We recently showed that suramin treatment prevents the onset of renal fibrosis in a model of obstructive nephropathy induced by unilateral ureteral obstruction (UUO). In this study, we further assessed the effect of delayed administration of suramin on the progression of tubulointerstitial fibrosis. Mice were given a single dose of suramin at 20 mg/kg starting at day 3 of obstruction, and kidneys were harvested after an additional 7 or 14 days of obstruction. Suramin completely blocked further increase in expression of type I collagen and fibronectin and largely suppressed expression of α-smooth muscle actin (α-SMA) in both treatment groups. UUO injury induced phosphorylation of Smad-3, a key mediator of transforming growth factor-β (TGF-β) signaling, epidermal growth factor receptor, and platelet-derived growth factor receptor after 3 days and further increased at 10 days after UUO injury. When suramin was administered at 3 days after obstruction, phosphorylation of these molecules was not further increased in the obstructed kidney. Suramin treatment also inhibited activation of signal transducer and activator of transcription 3 and extracellular signal-regulated kinase 1 and 2, two signaling pathways associated with renal fibrogenesis. Furthermore, delayed application of suramin suppressed TGF-β1-induced expression of α-SMA and fibronectin in cultured renal interstitial fibroblasts. These results indicate that administration of suramin is effective in attenuating the progression of renal fibrosis after injury and suggest the potential clinical application of suramin as an antifibrotic treatment in patients with chronic kidney disease.

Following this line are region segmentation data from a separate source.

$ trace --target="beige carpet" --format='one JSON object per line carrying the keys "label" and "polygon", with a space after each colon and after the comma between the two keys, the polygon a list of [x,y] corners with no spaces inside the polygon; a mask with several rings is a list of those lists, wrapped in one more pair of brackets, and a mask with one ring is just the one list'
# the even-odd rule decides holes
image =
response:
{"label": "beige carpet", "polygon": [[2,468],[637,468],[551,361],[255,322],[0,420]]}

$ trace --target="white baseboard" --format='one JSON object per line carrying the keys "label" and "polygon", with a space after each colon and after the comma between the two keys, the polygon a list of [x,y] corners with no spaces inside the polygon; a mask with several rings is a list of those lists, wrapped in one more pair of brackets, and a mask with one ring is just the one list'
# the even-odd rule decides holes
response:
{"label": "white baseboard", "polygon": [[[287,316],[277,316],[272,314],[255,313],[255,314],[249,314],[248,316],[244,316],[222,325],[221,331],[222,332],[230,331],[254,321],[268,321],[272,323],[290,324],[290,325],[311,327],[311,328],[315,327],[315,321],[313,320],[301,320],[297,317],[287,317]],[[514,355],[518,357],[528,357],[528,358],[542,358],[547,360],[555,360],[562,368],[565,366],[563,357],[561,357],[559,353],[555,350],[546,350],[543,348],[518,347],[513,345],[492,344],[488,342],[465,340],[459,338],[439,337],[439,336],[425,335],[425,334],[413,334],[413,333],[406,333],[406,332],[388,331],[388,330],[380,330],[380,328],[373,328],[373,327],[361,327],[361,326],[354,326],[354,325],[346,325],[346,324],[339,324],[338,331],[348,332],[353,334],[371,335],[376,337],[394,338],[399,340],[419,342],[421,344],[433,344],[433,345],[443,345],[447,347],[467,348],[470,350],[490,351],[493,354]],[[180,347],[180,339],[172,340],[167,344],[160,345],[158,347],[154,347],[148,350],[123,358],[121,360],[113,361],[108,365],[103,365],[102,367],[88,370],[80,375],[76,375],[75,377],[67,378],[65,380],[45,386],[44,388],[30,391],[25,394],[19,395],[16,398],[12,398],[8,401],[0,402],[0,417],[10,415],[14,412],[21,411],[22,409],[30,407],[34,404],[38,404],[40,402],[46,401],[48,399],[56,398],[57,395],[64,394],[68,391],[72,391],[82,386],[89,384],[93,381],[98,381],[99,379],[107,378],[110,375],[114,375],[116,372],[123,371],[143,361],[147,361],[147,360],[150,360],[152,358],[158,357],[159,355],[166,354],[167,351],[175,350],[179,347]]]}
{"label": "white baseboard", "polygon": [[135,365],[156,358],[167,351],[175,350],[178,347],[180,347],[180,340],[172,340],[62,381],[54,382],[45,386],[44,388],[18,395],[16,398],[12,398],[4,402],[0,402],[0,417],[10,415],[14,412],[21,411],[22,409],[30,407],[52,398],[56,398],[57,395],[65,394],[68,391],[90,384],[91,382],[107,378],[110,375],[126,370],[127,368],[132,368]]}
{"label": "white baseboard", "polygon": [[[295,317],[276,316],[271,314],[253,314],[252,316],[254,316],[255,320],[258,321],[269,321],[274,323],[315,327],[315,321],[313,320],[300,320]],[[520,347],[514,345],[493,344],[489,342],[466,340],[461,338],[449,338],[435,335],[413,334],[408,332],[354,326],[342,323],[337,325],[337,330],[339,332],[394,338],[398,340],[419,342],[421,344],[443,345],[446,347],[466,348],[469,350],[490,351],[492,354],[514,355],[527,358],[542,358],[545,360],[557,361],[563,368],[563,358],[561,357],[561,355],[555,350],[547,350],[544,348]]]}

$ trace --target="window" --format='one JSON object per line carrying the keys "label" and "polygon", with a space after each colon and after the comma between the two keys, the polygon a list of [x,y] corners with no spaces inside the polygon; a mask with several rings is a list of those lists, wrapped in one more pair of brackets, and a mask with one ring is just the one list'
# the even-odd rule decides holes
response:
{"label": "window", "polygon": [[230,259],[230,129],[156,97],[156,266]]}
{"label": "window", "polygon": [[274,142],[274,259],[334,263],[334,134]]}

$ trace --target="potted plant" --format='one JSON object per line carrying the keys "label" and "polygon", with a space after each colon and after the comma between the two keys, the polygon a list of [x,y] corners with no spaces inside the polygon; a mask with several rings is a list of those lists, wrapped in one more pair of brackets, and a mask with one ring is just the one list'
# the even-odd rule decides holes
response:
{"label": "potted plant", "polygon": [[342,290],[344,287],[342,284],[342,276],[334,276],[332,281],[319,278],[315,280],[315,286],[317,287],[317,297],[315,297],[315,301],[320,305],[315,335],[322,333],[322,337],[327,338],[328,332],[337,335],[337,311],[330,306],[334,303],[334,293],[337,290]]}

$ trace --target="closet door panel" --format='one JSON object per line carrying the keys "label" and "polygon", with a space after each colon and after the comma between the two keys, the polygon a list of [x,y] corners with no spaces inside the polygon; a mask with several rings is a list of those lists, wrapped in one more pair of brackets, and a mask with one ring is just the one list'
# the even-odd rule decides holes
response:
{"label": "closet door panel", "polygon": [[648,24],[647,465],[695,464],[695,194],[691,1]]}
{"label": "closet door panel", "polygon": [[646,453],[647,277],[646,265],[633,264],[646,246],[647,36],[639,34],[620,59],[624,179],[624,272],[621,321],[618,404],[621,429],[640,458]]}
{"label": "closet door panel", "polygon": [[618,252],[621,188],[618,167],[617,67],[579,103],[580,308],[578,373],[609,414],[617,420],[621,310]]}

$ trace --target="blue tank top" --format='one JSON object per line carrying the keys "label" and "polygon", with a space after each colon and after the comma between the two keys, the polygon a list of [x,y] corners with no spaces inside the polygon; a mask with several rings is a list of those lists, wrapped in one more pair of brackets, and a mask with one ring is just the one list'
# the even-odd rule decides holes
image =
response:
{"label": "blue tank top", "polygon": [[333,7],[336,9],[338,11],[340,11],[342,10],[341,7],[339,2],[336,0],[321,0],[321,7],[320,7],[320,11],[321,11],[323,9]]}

Chronic kidney disease (CKD) is the result of various insults to the kidney, affecting approximately 10% of the normal population. It is a progressive process marked by interstitial fibrosis (Neilson, 2006; Wynn, 2008). Development and progression of renal fibrosis is the end result of activation of a wide variety of growth factor and cytokine receptors such as transforming growth factor-β (TGF-β) receptor, platelet-derived growth factor receptor (PDGFR) (Bonner, 2004), and epidermal growth factor receptor (EGFR)(Terzi et al., 2000; Lautrette et al., 2005). Activation of TGF-β receptors leads to activation of several intracellular signaling pathways, including Smad-3 (Wang et al., 2005), signal transducer and activator of transcription 3 (STAT3) (Qin et al., 2009), and extracellular signal-regulated kinase 1 and 2 (ERK1/2) (Song et al., 2007; Suzuki et al., 2007). These signaling pathways induce activation of renal fibroblasts, leading to excessive accumulation of extracellular matrix (ECM) components including type I collagen and fibronectin in the kidney. PDGFR and EGFR play an important role in activation of STAT3 and ERK1/2 signaling pathways (Vignais et al., 1996; Lo et al., 2007).
CKD may progress to the need for renal replacement therapy in the end stage of renal disease (ESRD). Given the high prevalence of CKD and cost of replacement therapies for ESRD, any treatment that halts or slows the progression of renal fibrosis has the potential to provide an immense medical, social, and economic benefit. At present, angiotensin-converting enzyme inhibitors and angiotensin II receptor type 1 blockers are clinically used to combat renal fibrosis (Locatelli et al., 2009; Morrow et al., 2010). However, these drugs are not able to completely stop the progression of renal fibrosis; in some conditions, such as aristolochic acid-induced renal fibrosis in rats, they are not effective at all (Debelle et al., 2004; Boor et al., 2007). Because renal fibrogenesis is a complex process that is involved in the activation of multiple cellular and molecular mediators, the incomplete antifibrotic effect of angiotensin-converting enzyme inhibitors and angiotensin II receptor type 1 blockers may be due to their limited targets. As such, an agent that inhibits multiple profibrotic signaling pathways might offer improved therapeutic benefit in fibrotic kidney disease.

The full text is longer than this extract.